The Basic Authentication plugin adds username and password protection to your APIs. Give it a try and discuss it here!
Hi Guys, is it possible to update credentials (username or password) without needing to delete a consumer?
@QiQe_Garbi Hi,
Definitely. The Admin API follows RESTful practices; the following endpoint accepts GET as well as PATCH requests:
/consumers/{consumer id or username}/basic-auth/{credential username or id}
Example:
$ curl -X PATCH \
--url http://kong:8001/consumers/bob/basic-auth/55283d7e-dc92-11e7-b1fe-0fb516a46133 \
-d "username=alice" \
-d "password=new_password"
2 Likes
Thanks @thibaultcha , I was trying the same but with a missing consumer at the end. Is that info in your docs? I couldn’t find it
Hi @QiQe_Garbi - indeed you noticed that our docs at https://getkong.org/plugins/basic-authentication don’t explicitly describe PATCHing - sorry about that!

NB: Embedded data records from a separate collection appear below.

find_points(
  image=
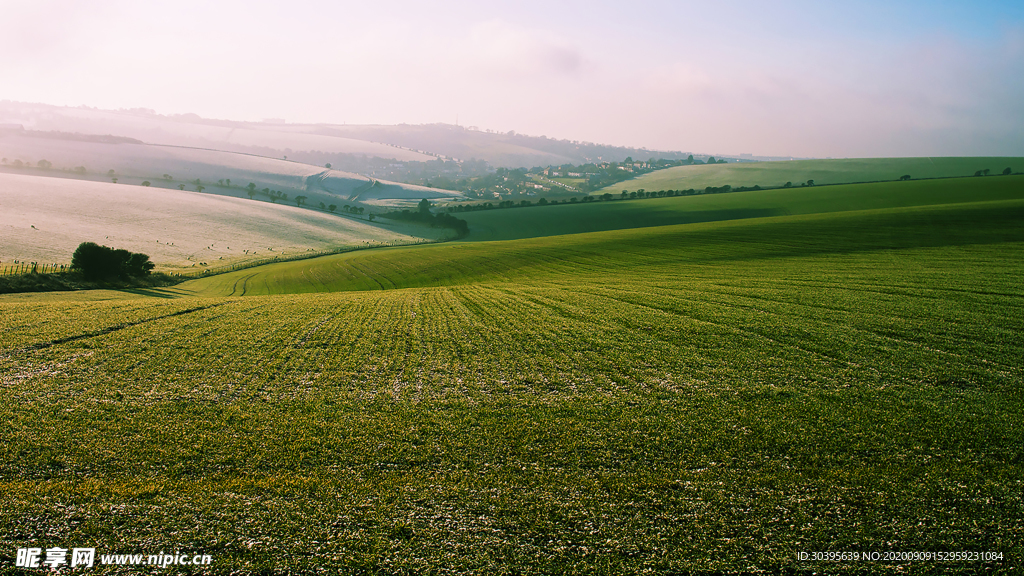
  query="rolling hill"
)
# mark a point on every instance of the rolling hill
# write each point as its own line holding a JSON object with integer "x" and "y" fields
{"x": 716, "y": 396}
{"x": 771, "y": 174}
{"x": 617, "y": 214}
{"x": 171, "y": 167}
{"x": 43, "y": 219}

We welcome Pull Requests to improve Kong’s documentation - see https://github.com/Kong/getkong.org
Is there a way to configure a service to use basic auth on downstreams only? For example, you may want integrate an API that uses basic auth with kong but avoid using basic auth in the exposed service in kong. This way:
- API endpoint https://my.example.com/api/v1/foo has basic auth already enabled
- Create a Kong service at https://my.kong.com/example that proxies request with basic auth
- Optionally, create consumers and secure the kong service with any kind of authentication (even none).
Hi @gentunian - I think you may be getting no replies on your post because it is hard to understand what problem you are trying to solve (I know I can’t understand it!). Can you try to clarify?
hey there @Cooper, thanks for the suggestion.
I was wondering if it was possible to use basic auth plugin only in the forwarding request to the APIs endpoints. I will try to clarify:
tl;dr
- an API that uses basic authentication at https://foo.api.com/v1/some/REST/path
- Kong Api Manager that will route requests to that endpoint at https://kong.example.com/foo
- Add any authorization for that kong service and proxy the request to the API with a hardcoded basic auth
This way, kong service is using basic auth only on downstreams and using any auth up front.
example
To consume/use the API you will do something like:
curl -H 'Authorizaction: Basic Ajasfualshfna=' https://foo.api.com/v1/some/REST/path
Now, you want to use your API through Kong and possibly with another auth or maybe just none. That would be:
# use kong with key-auth plugin and kong will check the
# consumer api key for that service and then proxy the request
# to the API with the adequate Authorization header.
curl -H 'My-Key: jehOahYd821Asna' https://kong.example.com/foo
Something like:
Hi,
It seems to me like you are describing the use case solved by this plugin:
I hope it answers addresses your use-case 
PS: This plugin is maintained by a community member, so if you have issues or questions with it, please open an issue in the repository, as there is nothing we can do to assist.